Unnamed: 0,no,year,title,kor_full
0,1,1997,멀티미디어 원격교육에 관한 연구,멀티미디어 원격교육에 관한 연구
1,2,1997,교육용 하이퍼미디어 자료 편집기에 관한 연구,교육용 하이퍼미디어 자료 편집기에 관한 연구
2,3,1997,인터넷 기반의 코스웨어의 설계 및 구현,인터넷 기반의 코스웨어의 설계 및 구현
3,4,1997,Web에서의 협력 환경 구축 방안 연구,Web에서의 협력 환경 구축 방안 연구
4,5,1997,열린교육에서의 개별화수업과 CAI,열린교육에서의 개별화수업과 CAI


In [3]:
dfWordList = pd.read_excel("./khaiii_word_cor.xlsx")
dfWordList2 = pd.read_excel("./khaiii_word_cor_etc.xlsx")
#print(dfWordList2)

dfWordDel = dfWordList[dfWordList["수정"] == "삭제"]
dfWordMod = dfWordList[dfWordList["수정"] != "삭제"]
dfWordDiv = dfWordList2
#print(dfWordMod)

seriesDelete = dfWordDel["기존"]
stopword = []
for word in seriesDelete.values:
    stopword.append(word)
#print(stopword)

seriesModify = dfWordMod["기존"]
modiword = []
for word in seriesModify.values:
    modiword.append(word)
#print(len(modiword))

seriesModify2 = dfWordMod["수정"]
modiword2 = []
for word in seriesModify2.values:
    modiword2.append(word)
#print(len(modiword2))

seriesDivide = dfWordDiv["기존"]
divword = []
for word in seriesDivide.values:
    divword.append(word)
#print(divword)
#print(len(divword))

seriesDivide2 = dfWordDiv["수정"]
divword2 = []
for words in seriesDivide2.values:
    divword2.append(words.split(', '))
#print(divword2)
#print(len(divword2))

In [4]:
api = KhaiiiApi()
def khaiiiTokenizer(raw, stopword=stopword, pos=['NNG', 'NNP', 'NNB', 'NP', 'NR', 'SL'], minLen=1): # 일반명사 고유명사 의존명사 대명사 수사 외국어
    list = []
    skip = 0

    for word in api.analyze(raw): #raw data
        #print(word)
        
        for i, morph in enumerate(word.morphs):
            #print(morph.lex)
            if skip == 1: 
                #print(morph.lex) # '지능'
                skip = 0
                continue

            if morph.lex == '인공' and i+1 < len(word.morphs) and word.morphs[i+1].lex == "지능":
                #print(morph.lex + word.morphs[i+1].lex) # 인공지능
                list.append(morph.lex + word.morphs[i+1].lex)
                skip = 1
                continue

            if len(morph.lex) > minLen and morph.tag in pos and morph.lex not in stopword: 
                if morph.tag == 'SL':
                    morph.lex = morph.lex.lower()
                if morph.lex in divword:
                    morph.lex = divword2[divword.index(morph.lex)]
                    list.extend(morph.lex)
                elif morph.lex in modiword:
                    morph.lex = modiword2[modiword.index(morph.lex)]
                    list.append(morph.lex)
                else: list.append(morph.lex)
                
    return list

In [5]:
tokenized = data["kor_full"].apply(lambda row: khaiiiTokenizer(row))
print(tokenized)
#tokenized.to_csv("./modi_data/token_khaiii.csv")
print("========= tokenization completed =========")
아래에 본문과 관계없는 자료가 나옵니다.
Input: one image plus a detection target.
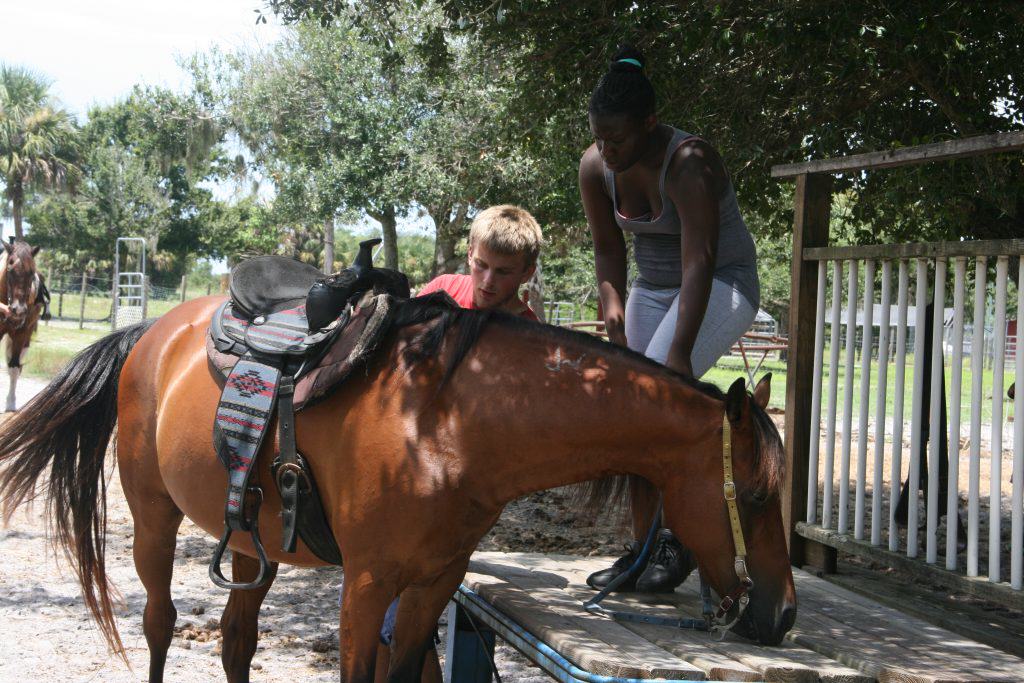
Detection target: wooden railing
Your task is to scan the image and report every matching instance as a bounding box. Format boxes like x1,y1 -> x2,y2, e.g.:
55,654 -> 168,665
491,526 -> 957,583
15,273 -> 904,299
772,132 -> 1024,607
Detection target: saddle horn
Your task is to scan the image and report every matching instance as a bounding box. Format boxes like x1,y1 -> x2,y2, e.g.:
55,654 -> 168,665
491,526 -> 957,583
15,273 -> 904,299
306,238 -> 410,332
352,238 -> 384,276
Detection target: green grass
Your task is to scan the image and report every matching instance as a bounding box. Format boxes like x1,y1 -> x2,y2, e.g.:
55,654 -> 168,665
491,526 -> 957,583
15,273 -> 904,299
50,292 -> 203,321
24,321 -> 110,378
703,348 -> 1014,425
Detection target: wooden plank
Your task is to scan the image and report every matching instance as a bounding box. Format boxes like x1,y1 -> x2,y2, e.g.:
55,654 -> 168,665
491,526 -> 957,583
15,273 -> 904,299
782,175 -> 833,566
803,240 -> 1024,261
606,589 -> 873,683
503,578 -> 762,681
797,522 -> 1024,611
463,573 -> 703,679
771,131 -> 1024,178
827,564 -> 1024,657
794,571 -> 1024,681
474,553 -> 871,683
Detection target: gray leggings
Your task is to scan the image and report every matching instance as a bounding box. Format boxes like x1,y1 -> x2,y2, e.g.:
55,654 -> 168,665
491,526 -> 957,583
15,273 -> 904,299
626,280 -> 758,378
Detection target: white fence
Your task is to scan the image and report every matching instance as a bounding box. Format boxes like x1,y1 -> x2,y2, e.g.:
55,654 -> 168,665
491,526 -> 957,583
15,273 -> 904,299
807,246 -> 1024,591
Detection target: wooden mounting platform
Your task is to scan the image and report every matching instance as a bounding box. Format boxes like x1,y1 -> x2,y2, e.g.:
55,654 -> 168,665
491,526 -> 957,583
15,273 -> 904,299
458,552 -> 1024,683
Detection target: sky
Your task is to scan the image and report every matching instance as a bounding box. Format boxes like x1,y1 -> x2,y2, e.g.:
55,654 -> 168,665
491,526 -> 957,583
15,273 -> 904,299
0,0 -> 424,255
0,0 -> 282,120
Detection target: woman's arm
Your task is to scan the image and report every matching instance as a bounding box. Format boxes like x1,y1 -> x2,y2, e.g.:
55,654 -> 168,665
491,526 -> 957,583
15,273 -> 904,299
665,140 -> 725,377
580,145 -> 626,346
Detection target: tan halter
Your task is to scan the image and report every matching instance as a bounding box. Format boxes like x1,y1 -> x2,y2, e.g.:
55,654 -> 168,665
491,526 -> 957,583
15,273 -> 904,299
709,413 -> 754,637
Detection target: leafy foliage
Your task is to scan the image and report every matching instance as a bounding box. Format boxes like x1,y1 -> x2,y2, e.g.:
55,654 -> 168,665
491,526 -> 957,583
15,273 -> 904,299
268,0 -> 1024,242
27,87 -> 278,286
0,65 -> 78,238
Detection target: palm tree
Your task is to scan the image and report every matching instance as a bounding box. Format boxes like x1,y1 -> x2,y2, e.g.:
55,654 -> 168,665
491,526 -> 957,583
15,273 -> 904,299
0,65 -> 78,239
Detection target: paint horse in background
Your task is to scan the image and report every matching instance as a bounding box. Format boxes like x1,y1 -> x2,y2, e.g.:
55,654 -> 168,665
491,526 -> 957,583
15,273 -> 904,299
0,240 -> 45,413
0,296 -> 797,683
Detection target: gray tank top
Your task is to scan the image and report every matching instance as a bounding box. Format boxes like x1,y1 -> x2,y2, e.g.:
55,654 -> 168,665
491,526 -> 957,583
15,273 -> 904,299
604,129 -> 761,308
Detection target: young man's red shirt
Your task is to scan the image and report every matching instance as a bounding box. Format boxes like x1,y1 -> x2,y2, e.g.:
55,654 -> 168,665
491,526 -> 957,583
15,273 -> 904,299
417,274 -> 538,321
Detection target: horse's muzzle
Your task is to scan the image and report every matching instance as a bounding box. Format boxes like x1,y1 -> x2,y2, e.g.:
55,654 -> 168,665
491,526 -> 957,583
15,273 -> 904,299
732,604 -> 797,645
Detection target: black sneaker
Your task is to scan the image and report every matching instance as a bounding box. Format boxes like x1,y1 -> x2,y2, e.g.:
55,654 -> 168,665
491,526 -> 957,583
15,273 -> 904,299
636,528 -> 696,593
587,541 -> 641,593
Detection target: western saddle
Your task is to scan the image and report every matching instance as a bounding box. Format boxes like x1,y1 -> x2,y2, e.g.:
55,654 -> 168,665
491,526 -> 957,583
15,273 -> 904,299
207,239 -> 410,590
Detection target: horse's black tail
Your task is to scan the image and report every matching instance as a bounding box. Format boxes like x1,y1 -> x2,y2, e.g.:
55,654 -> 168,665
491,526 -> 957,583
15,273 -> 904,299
0,321 -> 153,657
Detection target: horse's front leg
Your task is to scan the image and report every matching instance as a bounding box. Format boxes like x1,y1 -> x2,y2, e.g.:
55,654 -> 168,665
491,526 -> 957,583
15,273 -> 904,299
338,557 -> 397,683
220,553 -> 278,683
387,552 -> 470,683
4,336 -> 24,413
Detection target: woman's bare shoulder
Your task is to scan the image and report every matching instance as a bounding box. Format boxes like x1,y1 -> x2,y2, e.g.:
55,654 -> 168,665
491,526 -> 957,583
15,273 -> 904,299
666,136 -> 728,193
580,143 -> 604,184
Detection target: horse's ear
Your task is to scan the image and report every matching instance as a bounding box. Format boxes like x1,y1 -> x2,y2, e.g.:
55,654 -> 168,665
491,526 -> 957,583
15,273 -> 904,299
725,377 -> 746,423
754,373 -> 771,410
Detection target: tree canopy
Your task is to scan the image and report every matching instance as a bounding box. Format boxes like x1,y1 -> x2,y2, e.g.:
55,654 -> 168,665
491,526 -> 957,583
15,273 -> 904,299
267,0 -> 1024,241
0,65 -> 78,239
194,3 -> 532,270
26,87 -> 278,284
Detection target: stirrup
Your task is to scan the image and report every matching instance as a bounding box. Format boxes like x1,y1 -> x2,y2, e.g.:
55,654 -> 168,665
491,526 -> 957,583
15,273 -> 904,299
210,486 -> 270,591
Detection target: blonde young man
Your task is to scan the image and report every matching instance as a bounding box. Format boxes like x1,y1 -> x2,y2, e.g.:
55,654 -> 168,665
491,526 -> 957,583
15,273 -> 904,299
419,204 -> 544,321
377,204 -> 544,683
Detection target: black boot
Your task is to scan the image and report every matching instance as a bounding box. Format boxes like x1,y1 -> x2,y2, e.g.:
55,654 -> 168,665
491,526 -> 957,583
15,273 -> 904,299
636,528 -> 696,593
587,541 -> 641,593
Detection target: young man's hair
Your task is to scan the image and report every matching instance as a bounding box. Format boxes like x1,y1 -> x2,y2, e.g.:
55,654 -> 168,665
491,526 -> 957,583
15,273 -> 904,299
590,45 -> 655,119
469,204 -> 544,267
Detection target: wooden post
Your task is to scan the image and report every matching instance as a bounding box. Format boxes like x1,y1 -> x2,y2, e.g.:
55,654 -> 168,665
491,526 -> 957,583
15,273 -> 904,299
324,216 -> 334,275
782,174 -> 836,569
46,265 -> 53,327
142,275 -> 150,321
78,270 -> 89,330
57,278 -> 65,318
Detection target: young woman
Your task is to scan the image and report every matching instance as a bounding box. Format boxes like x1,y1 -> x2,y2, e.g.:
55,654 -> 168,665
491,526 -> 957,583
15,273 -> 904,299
580,47 -> 760,592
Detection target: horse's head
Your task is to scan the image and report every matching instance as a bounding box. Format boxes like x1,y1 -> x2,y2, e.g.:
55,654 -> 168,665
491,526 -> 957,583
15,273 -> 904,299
0,240 -> 39,329
665,376 -> 797,645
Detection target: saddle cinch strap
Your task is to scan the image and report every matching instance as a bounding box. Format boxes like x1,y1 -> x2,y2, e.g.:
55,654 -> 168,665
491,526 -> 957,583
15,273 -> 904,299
208,293 -> 390,590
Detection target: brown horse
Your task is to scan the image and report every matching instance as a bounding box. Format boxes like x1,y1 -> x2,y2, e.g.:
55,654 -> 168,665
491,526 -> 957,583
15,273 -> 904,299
0,240 -> 43,413
0,297 -> 796,683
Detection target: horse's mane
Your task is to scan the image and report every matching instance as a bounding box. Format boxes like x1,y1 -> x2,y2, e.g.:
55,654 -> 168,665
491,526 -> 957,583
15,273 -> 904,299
392,292 -> 785,509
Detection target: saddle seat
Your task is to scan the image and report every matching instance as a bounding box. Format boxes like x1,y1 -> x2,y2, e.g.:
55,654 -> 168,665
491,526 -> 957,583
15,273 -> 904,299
230,256 -> 324,318
206,240 -> 410,590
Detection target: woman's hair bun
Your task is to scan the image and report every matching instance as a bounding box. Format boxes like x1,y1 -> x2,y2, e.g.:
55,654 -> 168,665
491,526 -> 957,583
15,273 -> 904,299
608,43 -> 647,72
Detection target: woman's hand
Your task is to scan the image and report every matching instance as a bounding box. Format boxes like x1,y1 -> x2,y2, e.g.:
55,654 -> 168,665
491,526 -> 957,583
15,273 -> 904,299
604,313 -> 629,348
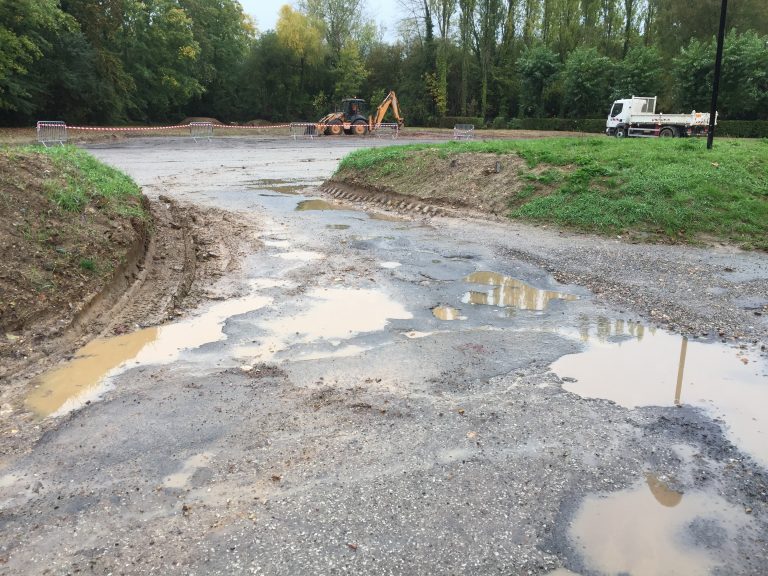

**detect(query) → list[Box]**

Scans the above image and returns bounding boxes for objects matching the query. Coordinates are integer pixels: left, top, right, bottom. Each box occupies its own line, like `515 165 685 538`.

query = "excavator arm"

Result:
368 90 405 130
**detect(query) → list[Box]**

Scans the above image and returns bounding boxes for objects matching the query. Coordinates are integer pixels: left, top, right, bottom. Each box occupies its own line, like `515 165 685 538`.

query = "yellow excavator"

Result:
308 90 405 136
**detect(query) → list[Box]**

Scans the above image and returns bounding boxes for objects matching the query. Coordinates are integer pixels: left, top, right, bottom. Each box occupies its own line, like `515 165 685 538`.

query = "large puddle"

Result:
432 306 463 320
235 288 413 362
296 200 346 212
552 323 768 465
461 271 578 311
568 475 750 576
26 295 272 417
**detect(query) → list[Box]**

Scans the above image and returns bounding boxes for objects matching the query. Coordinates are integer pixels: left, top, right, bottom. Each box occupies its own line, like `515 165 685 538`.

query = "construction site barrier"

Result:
189 122 213 142
37 120 67 148
453 124 475 140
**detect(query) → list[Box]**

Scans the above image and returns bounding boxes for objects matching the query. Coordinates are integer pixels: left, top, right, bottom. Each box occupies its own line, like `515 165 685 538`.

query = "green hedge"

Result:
715 120 768 138
427 116 768 138
508 118 605 134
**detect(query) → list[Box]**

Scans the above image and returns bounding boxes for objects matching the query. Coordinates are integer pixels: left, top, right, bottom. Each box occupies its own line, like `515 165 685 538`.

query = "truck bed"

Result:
629 110 709 126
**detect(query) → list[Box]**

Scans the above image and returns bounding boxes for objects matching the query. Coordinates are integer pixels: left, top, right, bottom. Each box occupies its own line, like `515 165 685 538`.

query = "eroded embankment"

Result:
326 138 768 250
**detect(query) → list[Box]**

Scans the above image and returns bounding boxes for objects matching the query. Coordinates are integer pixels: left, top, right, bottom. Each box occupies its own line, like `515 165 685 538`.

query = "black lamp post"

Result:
707 0 728 150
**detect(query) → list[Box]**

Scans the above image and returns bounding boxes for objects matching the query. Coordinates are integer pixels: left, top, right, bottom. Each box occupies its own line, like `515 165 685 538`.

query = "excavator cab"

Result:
341 98 368 122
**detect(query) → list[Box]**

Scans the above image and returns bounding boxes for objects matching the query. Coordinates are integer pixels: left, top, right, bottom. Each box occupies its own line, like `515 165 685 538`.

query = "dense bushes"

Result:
508 118 605 133
715 120 768 138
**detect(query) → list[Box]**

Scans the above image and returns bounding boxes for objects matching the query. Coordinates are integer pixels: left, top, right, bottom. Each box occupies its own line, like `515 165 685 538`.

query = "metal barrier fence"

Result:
189 122 213 142
37 120 67 148
453 124 475 140
291 122 318 140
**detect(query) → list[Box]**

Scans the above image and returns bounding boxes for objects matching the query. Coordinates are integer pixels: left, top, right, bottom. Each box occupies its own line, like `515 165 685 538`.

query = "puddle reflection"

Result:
432 306 462 320
296 200 346 212
462 271 578 311
568 476 749 576
235 288 413 362
552 330 768 465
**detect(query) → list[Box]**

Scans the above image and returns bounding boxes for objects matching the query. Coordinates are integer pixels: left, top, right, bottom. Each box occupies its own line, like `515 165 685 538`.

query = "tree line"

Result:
0 0 768 125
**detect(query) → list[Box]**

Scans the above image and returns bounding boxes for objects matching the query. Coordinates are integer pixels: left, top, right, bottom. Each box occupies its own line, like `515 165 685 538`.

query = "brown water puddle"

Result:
235 288 413 362
249 178 310 196
552 330 768 465
462 271 578 311
295 200 346 212
432 306 461 320
26 327 158 416
366 212 407 222
563 315 656 342
25 292 272 417
568 475 750 576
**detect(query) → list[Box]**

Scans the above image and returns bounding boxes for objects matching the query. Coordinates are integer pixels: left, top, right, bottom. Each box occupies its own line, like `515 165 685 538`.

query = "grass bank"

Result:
334 137 768 250
0 147 150 332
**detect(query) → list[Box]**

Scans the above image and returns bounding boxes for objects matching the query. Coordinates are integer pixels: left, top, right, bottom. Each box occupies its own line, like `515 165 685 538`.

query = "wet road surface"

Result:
0 139 768 575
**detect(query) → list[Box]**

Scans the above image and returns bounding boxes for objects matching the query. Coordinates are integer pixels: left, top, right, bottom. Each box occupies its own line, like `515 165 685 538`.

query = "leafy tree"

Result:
179 0 255 119
0 0 64 113
124 0 203 120
563 48 614 118
612 46 664 100
334 41 368 100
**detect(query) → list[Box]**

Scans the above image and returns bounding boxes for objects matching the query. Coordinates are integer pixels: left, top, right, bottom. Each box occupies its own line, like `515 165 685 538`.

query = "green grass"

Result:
338 137 768 250
20 146 147 219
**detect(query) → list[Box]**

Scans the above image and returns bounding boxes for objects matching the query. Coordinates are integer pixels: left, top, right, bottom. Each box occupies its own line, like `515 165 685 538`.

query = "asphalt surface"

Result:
0 138 768 575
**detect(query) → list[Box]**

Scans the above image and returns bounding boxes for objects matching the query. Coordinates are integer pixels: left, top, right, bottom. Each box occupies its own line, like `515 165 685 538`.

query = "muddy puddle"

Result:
25 295 272 417
365 212 407 222
235 288 413 362
295 200 347 212
461 271 578 311
432 306 464 320
552 323 768 465
568 475 750 576
163 452 213 489
275 250 325 262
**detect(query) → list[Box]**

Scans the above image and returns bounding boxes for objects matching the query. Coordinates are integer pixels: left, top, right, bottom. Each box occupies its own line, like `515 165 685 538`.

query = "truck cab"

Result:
605 96 656 138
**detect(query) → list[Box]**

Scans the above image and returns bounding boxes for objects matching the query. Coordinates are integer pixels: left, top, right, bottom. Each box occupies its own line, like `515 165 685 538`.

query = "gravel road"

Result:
0 138 768 576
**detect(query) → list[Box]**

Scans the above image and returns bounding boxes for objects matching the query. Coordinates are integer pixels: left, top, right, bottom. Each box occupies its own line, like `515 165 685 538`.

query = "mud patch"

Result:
0 196 256 454
552 330 768 465
295 200 345 212
432 306 463 320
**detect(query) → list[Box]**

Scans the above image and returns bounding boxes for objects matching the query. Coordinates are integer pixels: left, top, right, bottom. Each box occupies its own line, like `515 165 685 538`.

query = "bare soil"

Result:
0 156 260 454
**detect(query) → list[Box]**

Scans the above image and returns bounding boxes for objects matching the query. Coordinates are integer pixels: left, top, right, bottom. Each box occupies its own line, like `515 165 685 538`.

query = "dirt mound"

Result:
325 150 564 216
0                                     [멀티미디어, 원격, 교육, 연구]
1                               [교육, 하이퍼미디어, 자료, 편집기, 연구]
2                                     [인터넷, 코스웨어, 설계, 구현]
3                               [web, 협력, 환경, 구축, 방안, 연구]
4                                       [교육, 개별, 수업, cai]
                              ...                        
1144    [개정, 교과서, 소프트웨어, 교육, 단원, 탐구, 비교, 분석, 교육, 과정, 교...
1145    [이러닝, 콘텐츠, 사용자, 경험, ux, 평가, 이러닝, 대리, 상호, 작용, 사...
1146    [초등, 데이터, 리터러시, 함양, ai, 데이터, 과학, 교육, 프로그램, 개발,...
1147    [초등, 예비, 교사, 소프트웨어, 교육, 온라인, 교육, 효과, 분석, 소프트웨어...
1148    [초등, 교과서, 소프트웨어교육, 영역, 컴퓨팅, 사고력, 요소, 분석, 소프트웨어...
Name: kor_full, Length: 1149, dtype: object


In [6]:
#lda
id2word = gensim.corpora.Dictionary(tokenized)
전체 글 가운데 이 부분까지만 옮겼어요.